Dos miradas
Teresa Godoy
A
veces los tomo. Unos son de A, otros son de B.
Y podía estar hablando de vitaminas, que no deben faltar en el
organismo. Pero se trata de otro complejo
que nos conducen hacia distinto bienestar, si se pude considerar así, de
acuerdo a quienes los tome.
Se relaciona con aquellos medios que nos
trasladan de un lugar a otro: el Subterráneo, o Subte como lo llamamos, porque
todo lo abreviamos.
Lo
tomo poco, pero cuando lo hago, me gusta, disfruto de ser su pasajera,
justamente, es temporal, como la lluvia que, alguna vez llega a su fin.
Cuando
lo espero en el andén y lo escucho llegar, me corro más atrás de dónde estaba,
no voy a su encuentro, ¡vaya a saber porqué motivo!
Cuando
lo veo, tan rápido, imponente, majestuoso, que aparece desde las sombras de ese
túnel, me impresiona y me da la sensación que tiene vida propia, es una
máquina, con toda la capacidad para detenerse lentamente, abrir sus puertas
como si fueran alas para cobijar a quienes entren en ellas. Ahí es cuando me acerco
para participar de su juego. Y pronto, como atendiendo a un reloj que le dicta
la hora de partida desde su mente metálica, arranca seguro por su camino bien
trazado.
Ya
arriba trato de acomodarme. En este momento, veo cara a cara a los que subieron
conmigo, me rodean y casi no respiro, ni quiero que los demás respiren. Cuido
mi cartera y los miro a cada uno disimuladamente. Muchos escuchan música, a
esta altura veo sus orejas desde dónde parten sus cables que van hacia abajo.
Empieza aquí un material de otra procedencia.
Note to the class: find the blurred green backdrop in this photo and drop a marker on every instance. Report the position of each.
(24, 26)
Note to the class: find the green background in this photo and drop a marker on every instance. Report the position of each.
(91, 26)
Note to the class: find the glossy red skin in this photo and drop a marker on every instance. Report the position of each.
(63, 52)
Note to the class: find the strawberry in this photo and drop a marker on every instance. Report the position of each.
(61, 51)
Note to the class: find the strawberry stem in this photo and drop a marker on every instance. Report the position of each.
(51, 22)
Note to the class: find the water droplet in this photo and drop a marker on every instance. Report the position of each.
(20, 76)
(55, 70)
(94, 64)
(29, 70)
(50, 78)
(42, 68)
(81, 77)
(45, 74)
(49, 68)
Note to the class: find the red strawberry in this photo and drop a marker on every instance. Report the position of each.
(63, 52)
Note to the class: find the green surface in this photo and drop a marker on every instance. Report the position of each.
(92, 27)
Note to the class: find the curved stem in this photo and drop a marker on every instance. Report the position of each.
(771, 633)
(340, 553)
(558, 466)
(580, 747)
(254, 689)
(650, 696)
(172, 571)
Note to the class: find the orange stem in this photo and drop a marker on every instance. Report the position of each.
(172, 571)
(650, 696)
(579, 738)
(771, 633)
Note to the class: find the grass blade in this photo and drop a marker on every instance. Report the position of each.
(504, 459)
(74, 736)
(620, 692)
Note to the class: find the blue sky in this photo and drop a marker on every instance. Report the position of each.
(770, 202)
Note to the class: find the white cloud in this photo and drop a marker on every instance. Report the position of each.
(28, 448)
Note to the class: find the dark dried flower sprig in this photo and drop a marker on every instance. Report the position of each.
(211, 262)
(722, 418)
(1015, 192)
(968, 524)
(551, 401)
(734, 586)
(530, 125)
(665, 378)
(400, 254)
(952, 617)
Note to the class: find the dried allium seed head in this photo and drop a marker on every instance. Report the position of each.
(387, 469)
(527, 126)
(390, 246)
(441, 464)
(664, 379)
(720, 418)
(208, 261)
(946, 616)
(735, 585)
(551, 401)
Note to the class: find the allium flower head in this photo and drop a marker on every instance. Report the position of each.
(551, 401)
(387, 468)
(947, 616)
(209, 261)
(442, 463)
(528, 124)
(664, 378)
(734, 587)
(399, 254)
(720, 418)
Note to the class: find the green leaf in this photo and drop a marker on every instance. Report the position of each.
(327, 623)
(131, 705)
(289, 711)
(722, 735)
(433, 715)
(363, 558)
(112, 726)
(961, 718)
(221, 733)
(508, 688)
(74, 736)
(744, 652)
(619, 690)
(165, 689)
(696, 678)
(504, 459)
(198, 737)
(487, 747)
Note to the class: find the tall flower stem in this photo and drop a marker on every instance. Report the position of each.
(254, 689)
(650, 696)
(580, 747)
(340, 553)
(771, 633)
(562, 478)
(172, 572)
Un señor tiene una gorra con visera, parece cansado porque se le cierran los
ojos, una señora mayor por sus canas y arrugas también está de pie, nadie la
habrá visto para cederle el asiento, por suerte una joven de pelo castaño largo
lacio, se dirige a los que están sentados y les dice con voz fuerte y demandante,
moviendo sus gruesos labios pintados muy rojos: “¿Alguna persona puede darle el
asiento a esta señora?” Dos se levantaron y la adulta mayor eligió uno de
ellos. El otro que quedó también parado me mira a mí y me ofrece el asiento. Le
agradecí, me senté y volví a respirar
aliviada del gentío que me rodeaba.
Ahora
percibo todo desde otro ángulo. Hay carteras, bolsos y mochilas de todos los
colores, pantalones anchos y otros ajustados, zapatos negros, otros marrones,
zapatillas baratas y otras de marca, blancas, negras rosadas. Bueno mejor miro
hacia afuera.
El
oscuro túnel me da miedo. No quiero pensar que estamos bajo tierra y por arriba
pasan autos, micros, motos y hay semáforos que los hace parar y arrancar en
cada esquina, de eso mi subte me salva. Sigo mirando por la ventanilla
esperando ansiosa ver la luz de la próxima estación con un cartel y una voz que
anuncie mi parada.
Adentro,
mi subte mágico los lleva a cada uno a su destino. En cada estación abre sus
alas y deja volar a sus pichones, a los
que llegaron a su destino, a su trabajo a su curso, al encuentro con ese
alguien.
En
la próxima me da su okey para ir hacia donde yo debo llegar. Me preparo, voy
hacia la puerta y va deteniéndose lentamente para dejarme en el lugar correcto.
Toco sus puertas como para despedirme de quien cruzó por todo ese espacio
“subterráneo”; se detiene, saco el gancho y bajo.
Se
va despacito, majestuoso y cada vez más rápido para dejar a los otros
pasajeros, pues fugazmente pertenecieron a su carga, tan importante para él.